In 2010, Fin24 said government was run like 'spaza shop'.
The reason?
Government had no functional asset register at the time.
This meant it couldn't control its capital assets properly.
That's why Public Works Minister Thulas Nxesi says government's immovable assets register, which is expected to be "substantially" completed by March 2015, will be a real game changer, Fin24 now reports.
"With a sustainable register of state immovable assets in place, we will have at our disposal the tools to leverage this massive property portfolio for economic development," explains Nxesi.
Not sure what an asset register is?
Simply put, it includes your company's records of all the fixed assets it owns.
This doesn't just mean property, but also equipment, motor vehicles and machinery.
And it's not just a list of the assets either.
Here's what you need to include in your fixed asset register…
You'll also need to include information like the fixed asset number, a description of the asset, its cost price, the purchase date and balances per class of asset, explains Henk Heymans, Editor-In-Chief of the Practical Accountancy Loose Leaf.
With so much information to include, it's little wonder government estimates its fixed asset register will only be completed in the next two years.
If you don't have one in place yet for your company, best you snap to it immediately!

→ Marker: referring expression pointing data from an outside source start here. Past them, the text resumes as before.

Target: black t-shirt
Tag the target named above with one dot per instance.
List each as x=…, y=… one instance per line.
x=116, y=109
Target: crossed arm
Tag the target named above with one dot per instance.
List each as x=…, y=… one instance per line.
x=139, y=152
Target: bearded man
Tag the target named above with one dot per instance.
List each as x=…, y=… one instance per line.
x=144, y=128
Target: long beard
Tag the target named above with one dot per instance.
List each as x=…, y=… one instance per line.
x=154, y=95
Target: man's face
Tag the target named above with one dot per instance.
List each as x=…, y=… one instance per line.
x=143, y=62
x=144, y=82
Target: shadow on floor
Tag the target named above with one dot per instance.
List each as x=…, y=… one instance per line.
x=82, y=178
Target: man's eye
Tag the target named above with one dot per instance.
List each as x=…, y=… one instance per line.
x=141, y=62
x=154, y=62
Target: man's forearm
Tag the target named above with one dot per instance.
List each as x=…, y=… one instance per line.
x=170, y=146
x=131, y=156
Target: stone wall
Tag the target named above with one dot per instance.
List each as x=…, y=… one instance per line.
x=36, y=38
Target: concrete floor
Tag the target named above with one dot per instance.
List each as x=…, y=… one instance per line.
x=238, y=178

Two reasons to implement a fixed asset register in your company today!
A fixed asset register is one of the ten accounting records that proves you have sufficient accounting controls in your company if SARS officials show up at your door unannounced to check your accounting records.
You also need an asset register to perform assets and liabilities tests, to check whether you're paying your capital gains tax over correctly to SARS, says FSP Business.
Because if SARS finds you've been underpaying your capital gains tax, you'll face hefty penalties and interest, so it's a good idea to regularly check that all is in order with your asset register.
Just remember to update your asset register each time you buy or sell any assets in your business – this will remind you to pay over the CGT to SARS.
There you have it. A fixed asset register will simplify your dealings with SARS and make it easier to state how much your business assets are worth!